Jack Lawrence Treynor (February 21, 1930 – May 11, 2016) was an American economist who served as the President of Treynor Capital Management in Palos Verdes Estates, California. He was a Senior Editor and Advisory Board member of the Journal of Investment Management, and was a Senior Fellow of the Institute for Quantitative Research in Finance. He served for many years as the editor of the CFA Institute's Financial Analysts Journal.

Treynor was the protégé of Franco Modigliani and mentor of Fischer Black. Trained as a mathematics major at Haverford College, he completed Harvard Business School with distinction in 1955 and stayed on for a year afterwards writing cases for Professor Robert Anthony. In 1956, he coauthored a paper on capital equipment leasing. At Harvard, Treynor had been taught that the way to make long-term plant decisions was to discount the 20, 30 or 40 year stream of future benefits back to the present and compare its present value with the initial investment. Importantly, the discount rate should reflect the riskiness of the benefits. Treynor noticed, however, that when the stream of benefits lasted that long, its present value was extremely sensitive to the choice of discount rate; simply by changing the rate, a desirable project could appear undesirable, and vice versa. Treynor resolved to try to understand the relation between risk and the discount rate, and this was the impetus for his most famous "idea in the rough", the Capital Asset Pricing Model.

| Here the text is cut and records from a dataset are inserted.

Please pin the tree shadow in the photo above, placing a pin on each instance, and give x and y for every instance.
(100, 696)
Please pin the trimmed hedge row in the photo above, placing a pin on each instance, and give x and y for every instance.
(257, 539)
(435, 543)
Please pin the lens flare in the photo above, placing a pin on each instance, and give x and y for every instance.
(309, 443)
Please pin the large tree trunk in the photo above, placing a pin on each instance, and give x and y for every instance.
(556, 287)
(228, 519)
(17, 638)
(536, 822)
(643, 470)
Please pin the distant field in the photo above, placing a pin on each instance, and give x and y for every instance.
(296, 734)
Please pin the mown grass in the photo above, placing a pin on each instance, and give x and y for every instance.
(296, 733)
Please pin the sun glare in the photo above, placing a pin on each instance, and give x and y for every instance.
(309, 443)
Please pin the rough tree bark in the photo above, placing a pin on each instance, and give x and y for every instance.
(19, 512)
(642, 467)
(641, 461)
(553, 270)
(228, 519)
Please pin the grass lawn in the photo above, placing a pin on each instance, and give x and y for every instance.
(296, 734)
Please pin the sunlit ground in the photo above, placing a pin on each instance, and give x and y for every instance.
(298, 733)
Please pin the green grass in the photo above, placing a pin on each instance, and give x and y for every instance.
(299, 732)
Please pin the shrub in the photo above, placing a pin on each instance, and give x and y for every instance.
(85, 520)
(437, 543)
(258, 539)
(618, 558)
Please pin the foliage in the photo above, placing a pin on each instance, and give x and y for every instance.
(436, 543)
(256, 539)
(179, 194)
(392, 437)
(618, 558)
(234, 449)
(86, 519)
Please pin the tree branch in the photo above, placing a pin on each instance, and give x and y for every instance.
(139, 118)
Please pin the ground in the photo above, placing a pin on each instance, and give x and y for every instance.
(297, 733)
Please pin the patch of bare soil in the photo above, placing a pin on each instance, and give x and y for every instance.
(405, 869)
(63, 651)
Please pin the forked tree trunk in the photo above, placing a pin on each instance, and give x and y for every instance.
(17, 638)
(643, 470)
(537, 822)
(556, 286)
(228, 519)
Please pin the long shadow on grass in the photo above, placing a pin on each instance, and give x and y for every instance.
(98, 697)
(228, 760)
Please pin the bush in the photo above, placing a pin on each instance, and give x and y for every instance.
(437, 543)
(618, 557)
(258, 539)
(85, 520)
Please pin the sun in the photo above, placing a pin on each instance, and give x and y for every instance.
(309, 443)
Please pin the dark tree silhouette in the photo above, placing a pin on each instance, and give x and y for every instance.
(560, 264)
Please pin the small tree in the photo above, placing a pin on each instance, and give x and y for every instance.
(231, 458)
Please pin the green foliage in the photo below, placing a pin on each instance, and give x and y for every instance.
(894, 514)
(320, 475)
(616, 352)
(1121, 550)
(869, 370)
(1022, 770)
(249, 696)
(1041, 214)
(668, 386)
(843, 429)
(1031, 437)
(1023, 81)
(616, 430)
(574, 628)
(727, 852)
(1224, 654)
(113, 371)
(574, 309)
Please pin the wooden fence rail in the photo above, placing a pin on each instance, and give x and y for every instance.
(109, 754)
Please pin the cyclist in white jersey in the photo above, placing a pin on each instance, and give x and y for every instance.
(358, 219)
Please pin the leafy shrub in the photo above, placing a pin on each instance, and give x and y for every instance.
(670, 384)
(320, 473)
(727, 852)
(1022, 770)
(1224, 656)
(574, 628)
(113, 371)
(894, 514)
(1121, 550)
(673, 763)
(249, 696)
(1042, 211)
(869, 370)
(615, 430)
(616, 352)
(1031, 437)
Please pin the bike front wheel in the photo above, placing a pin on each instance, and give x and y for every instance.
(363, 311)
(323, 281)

Treynor began working in the Operations Research department at the consulting firm Arthur D. Little (ADL) in 1956. In 1958, he spent his three weeks of summer vacation in a cottage in Evergreen, Colorado, and generated 44 pages of mathematical notes on the risk problem. From then on, he spent his weekends working on the paper in his ADL office. Treynor’s solution to the capital budgeting problem was that the proper discount rate is the one that the capital markets themselves utilize to discount future cash flows. This is the kernel of CAPM.